Fort Worth

Fort Worth approves plan to shift EMS services from MedStar to city fire department

The move comes after MedStar has been providing EMS for Fort Worth and other North Texas cities for decades.

NBC Universal, Inc.

For the first time in over 30 years, MedStar will no longer run EMS services in Fort Worth.

On Tuesday, the Fort Worth City Council voted to absorb EMS services into the city’s fire department, taking on hundreds of new employees as MedStar ceases operations.

Medstar is dissolving due to financial difficulties after providing EMS for Fort Worth in 1986. The city has been considering alternatives to MedStar since the fall, using a consultant to explore multiple options before bringing EMS into the fire department.

“We’re very proud of the fact that the city has entrusted the Fort Worth Fire Department with this mission,” said Jim Davis, Fire Chief for the city of Fort Worth. “We’re up to that task, and we look forward to working with our new partners.”

The move will cost the city $10 million and bring around 450 employees from MedStar into Fort Worth.

The fire chief told NBC5 that many of these employees have worked alongside city staff for years.

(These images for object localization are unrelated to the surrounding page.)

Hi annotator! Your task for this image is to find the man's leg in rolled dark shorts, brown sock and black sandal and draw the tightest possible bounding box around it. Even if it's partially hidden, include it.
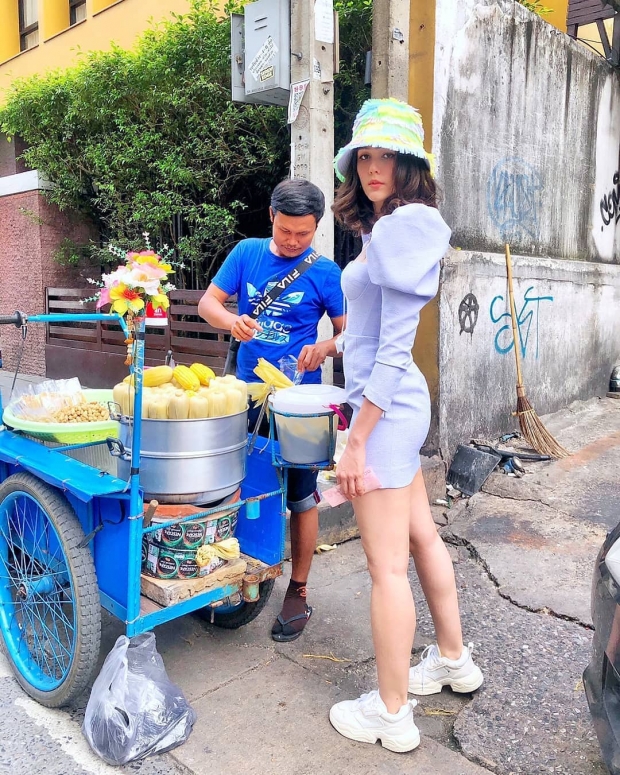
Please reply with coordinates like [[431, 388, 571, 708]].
[[271, 468, 319, 641]]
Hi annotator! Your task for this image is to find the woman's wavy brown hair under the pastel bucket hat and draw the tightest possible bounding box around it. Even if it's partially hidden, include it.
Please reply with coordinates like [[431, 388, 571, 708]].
[[332, 149, 437, 235]]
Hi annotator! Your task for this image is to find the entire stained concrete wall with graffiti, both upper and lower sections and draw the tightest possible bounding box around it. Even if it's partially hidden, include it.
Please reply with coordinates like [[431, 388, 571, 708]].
[[433, 0, 620, 457]]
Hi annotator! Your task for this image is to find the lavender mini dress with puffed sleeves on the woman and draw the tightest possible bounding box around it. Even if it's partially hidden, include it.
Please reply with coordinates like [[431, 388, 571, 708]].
[[340, 204, 450, 488]]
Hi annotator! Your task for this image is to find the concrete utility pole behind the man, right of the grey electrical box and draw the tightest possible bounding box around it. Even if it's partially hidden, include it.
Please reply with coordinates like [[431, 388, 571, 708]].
[[291, 0, 334, 383]]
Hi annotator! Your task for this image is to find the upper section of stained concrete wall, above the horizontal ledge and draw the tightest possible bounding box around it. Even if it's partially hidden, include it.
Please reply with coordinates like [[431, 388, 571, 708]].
[[434, 0, 620, 261]]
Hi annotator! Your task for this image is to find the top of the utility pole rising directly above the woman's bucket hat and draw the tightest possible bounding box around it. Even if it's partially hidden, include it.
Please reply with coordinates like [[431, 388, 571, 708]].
[[371, 0, 410, 102]]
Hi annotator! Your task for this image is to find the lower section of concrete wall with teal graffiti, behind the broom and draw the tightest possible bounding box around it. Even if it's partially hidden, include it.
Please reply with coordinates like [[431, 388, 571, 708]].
[[439, 250, 620, 459]]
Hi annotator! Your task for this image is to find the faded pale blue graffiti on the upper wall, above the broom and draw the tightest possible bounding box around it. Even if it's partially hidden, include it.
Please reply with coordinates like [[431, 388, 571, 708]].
[[487, 156, 542, 240]]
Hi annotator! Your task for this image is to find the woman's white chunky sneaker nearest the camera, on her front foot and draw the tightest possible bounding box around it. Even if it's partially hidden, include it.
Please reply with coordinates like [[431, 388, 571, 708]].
[[329, 689, 420, 753]]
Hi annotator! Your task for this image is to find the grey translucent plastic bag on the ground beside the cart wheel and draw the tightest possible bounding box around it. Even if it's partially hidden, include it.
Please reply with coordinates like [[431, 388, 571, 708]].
[[82, 632, 196, 764]]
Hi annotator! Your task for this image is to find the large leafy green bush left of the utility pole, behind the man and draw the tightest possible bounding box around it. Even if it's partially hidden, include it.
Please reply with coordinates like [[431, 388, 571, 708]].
[[0, 0, 289, 287]]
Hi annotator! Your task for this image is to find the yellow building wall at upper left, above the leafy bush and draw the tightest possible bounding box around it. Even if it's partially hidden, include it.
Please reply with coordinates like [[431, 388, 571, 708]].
[[0, 0, 224, 102]]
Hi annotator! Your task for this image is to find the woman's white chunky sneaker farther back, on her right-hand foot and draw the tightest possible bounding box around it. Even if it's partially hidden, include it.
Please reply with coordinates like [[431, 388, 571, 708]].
[[409, 643, 484, 694]]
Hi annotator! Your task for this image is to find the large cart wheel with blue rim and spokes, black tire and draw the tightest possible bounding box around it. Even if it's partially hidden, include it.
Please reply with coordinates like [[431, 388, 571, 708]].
[[0, 473, 101, 708]]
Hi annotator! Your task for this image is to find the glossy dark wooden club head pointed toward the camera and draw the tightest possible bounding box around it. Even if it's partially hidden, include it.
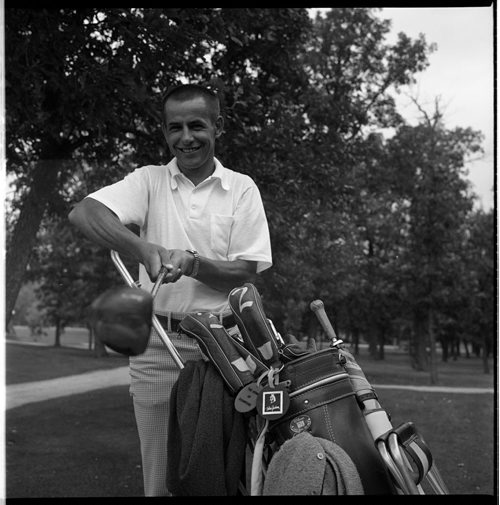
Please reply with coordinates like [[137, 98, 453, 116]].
[[89, 286, 153, 356]]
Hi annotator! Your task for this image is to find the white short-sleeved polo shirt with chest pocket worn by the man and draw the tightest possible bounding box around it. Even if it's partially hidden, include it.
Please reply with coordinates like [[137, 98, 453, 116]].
[[88, 158, 272, 314]]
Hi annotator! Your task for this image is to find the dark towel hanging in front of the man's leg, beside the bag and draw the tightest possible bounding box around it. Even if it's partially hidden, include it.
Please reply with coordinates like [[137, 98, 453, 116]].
[[167, 360, 247, 496]]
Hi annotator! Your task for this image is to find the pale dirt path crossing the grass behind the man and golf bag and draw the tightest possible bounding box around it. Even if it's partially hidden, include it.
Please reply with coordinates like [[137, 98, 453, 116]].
[[6, 366, 494, 410]]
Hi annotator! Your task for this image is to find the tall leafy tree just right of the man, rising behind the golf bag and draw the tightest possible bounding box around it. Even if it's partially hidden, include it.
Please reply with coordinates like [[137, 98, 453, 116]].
[[233, 9, 432, 329]]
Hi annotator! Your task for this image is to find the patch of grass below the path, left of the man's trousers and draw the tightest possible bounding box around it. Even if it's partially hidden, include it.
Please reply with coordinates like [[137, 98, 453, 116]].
[[5, 386, 143, 498]]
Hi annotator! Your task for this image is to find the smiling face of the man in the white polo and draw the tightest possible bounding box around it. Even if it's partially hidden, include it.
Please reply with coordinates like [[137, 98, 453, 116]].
[[163, 97, 223, 173]]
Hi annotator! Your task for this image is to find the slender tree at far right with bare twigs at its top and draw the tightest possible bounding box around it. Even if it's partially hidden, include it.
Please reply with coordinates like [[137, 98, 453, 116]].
[[389, 103, 481, 383]]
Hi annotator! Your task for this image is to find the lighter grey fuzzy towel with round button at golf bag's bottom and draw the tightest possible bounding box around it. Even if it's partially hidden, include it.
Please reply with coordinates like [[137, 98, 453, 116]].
[[262, 432, 364, 496]]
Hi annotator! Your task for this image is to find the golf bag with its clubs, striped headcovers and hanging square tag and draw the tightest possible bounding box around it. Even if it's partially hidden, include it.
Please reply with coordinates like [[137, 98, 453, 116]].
[[111, 251, 448, 495]]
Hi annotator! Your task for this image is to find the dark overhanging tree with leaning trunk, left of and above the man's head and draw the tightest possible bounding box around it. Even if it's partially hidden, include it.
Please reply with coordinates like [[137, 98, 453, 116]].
[[6, 9, 307, 330]]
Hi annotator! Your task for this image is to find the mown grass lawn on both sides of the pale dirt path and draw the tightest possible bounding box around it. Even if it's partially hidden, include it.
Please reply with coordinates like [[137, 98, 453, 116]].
[[5, 338, 497, 498]]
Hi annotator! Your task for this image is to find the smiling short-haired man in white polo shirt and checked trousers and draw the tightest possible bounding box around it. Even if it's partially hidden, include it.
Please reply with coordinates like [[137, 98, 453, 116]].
[[69, 80, 272, 496]]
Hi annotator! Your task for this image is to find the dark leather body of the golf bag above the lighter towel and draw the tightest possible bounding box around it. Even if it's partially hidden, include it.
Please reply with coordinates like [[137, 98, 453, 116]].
[[269, 348, 394, 494]]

“The idea of bringing them into our organization and embedding them into our organization should not be seen as some crazy, outside-the-box novel concept,” Davis said.

While the fire department already has employed some paramedics as part of its fire engine teams, the department hasn’t had the amount of equipment MedStar maintained - or their ambulances.

Acquiring those tools will be the next part of the transition process.

“If all the member cities can agree then the system's assets would actually come with the change in conditions,” Davis said.

13 other North Texas cities are expected to contract with Fort Worth for EMS services.

The group will include Haslet, whose mayor told NBC 5 that service response times would be his biggest priority during the change.

“Improved response time of ambulance service to the end user,” said Gary Hulsey, Haslet’s mayor.

A study from the city of Fort Worth showed that average response times in the new system were expected to drop from over 13 minutes to eight minutes.

The fire chief said his team would be committed to meeting that goal.

“The end user of the product should see nothing different other than, as time goes on, a better, more reliable delivery of services to them,” Davis said.

The city expected it to take 12 to 18 months to fully complete the transition of EMS services from MedStar to the fire department.

NBC 5 contacted MedStar to respond to the city’s approval to shift services from their company to the fire department’s responsibility.